The cost of a GB of hard drive is failing spectacularly. The price of health care went up much more than the price of eggs. So what is the "real" inflation?

Government gets to pick what they use to define inflation so they can manipulate "inflation" numbers. And manipulate they do.

What you should look at is money printing: how much money did the government print. This is about 8% yearly for US.

This money debasement is eventually reflected in prices.

Some things get cheaper, because we can produce them more efficiently (like hard drives). Some things get even more expensive than 8% because we produce them less efficiently (health care insurance or college diplomas).

So to answer your question: cars costs more mostly because the government prints money, which devalues your dollars and car makers are not getting more efficient at making cars to counter currency debasement.

8. jerf ◴[] No.42183848{3}[source]
First, there's a reason I said "One of the best".

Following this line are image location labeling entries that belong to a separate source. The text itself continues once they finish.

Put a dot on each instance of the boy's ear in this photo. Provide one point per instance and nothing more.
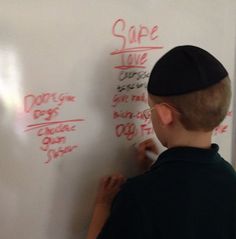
(165, 114)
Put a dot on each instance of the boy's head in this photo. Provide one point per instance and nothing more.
(194, 85)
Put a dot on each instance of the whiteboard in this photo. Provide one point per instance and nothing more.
(72, 89)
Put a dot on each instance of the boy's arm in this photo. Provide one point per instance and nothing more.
(108, 188)
(143, 161)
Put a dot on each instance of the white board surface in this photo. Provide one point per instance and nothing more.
(72, 86)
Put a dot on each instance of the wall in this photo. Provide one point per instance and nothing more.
(72, 86)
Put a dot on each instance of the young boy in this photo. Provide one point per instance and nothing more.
(190, 191)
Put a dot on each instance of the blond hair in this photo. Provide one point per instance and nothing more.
(201, 110)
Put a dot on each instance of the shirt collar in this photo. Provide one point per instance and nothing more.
(189, 154)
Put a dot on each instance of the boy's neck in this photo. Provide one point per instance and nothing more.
(191, 139)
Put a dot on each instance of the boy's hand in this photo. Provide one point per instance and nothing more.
(108, 188)
(144, 162)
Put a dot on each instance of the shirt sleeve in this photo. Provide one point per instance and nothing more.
(124, 221)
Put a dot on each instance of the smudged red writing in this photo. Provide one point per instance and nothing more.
(123, 98)
(124, 75)
(53, 134)
(31, 100)
(135, 42)
(59, 152)
(133, 34)
(130, 130)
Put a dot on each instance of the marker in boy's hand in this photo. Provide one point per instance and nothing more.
(144, 162)
(108, 188)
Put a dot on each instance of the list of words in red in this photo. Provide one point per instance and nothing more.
(44, 110)
(136, 42)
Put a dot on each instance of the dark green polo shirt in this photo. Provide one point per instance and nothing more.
(189, 193)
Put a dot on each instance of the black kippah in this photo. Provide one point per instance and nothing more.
(185, 69)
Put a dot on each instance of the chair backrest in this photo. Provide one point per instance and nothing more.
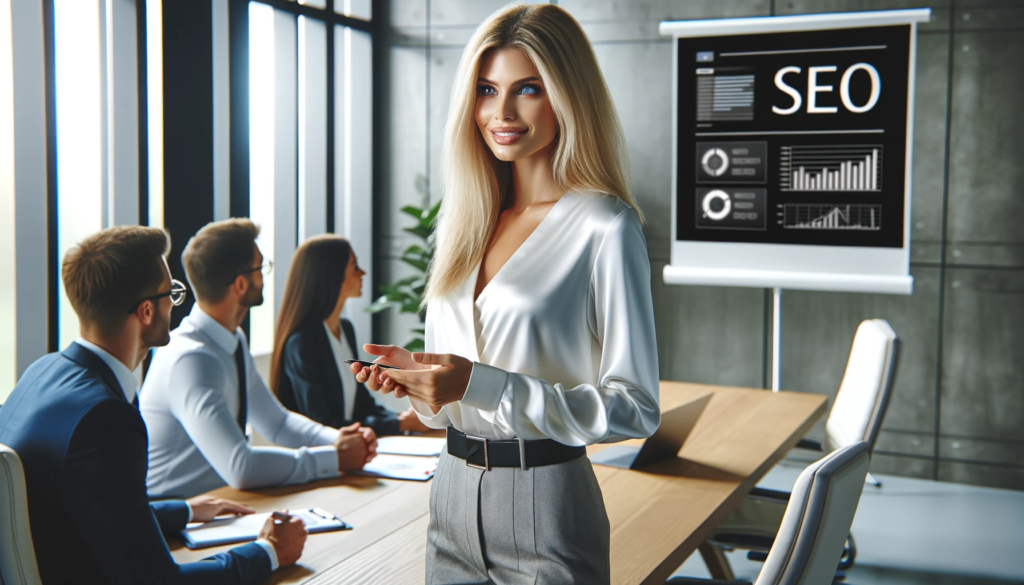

Second, if you wrap inflation into your salary like that you are obscuring some important aspects of inflation, most especially the various lag effects that result in your salary being the last thing to update.

While understanding "purchasing power" (the term for what you are trying to describe) is important, it doesn't mean inflation is non-existent. It still has effects on savings, effects on assets, effects due to the aforementioned delays as it flows through the economy, and is in general not something you should view as any sort of "cancelling" like that, or, if you do, only as a final result, not an excuse to just wave it away like it's all just an artifact.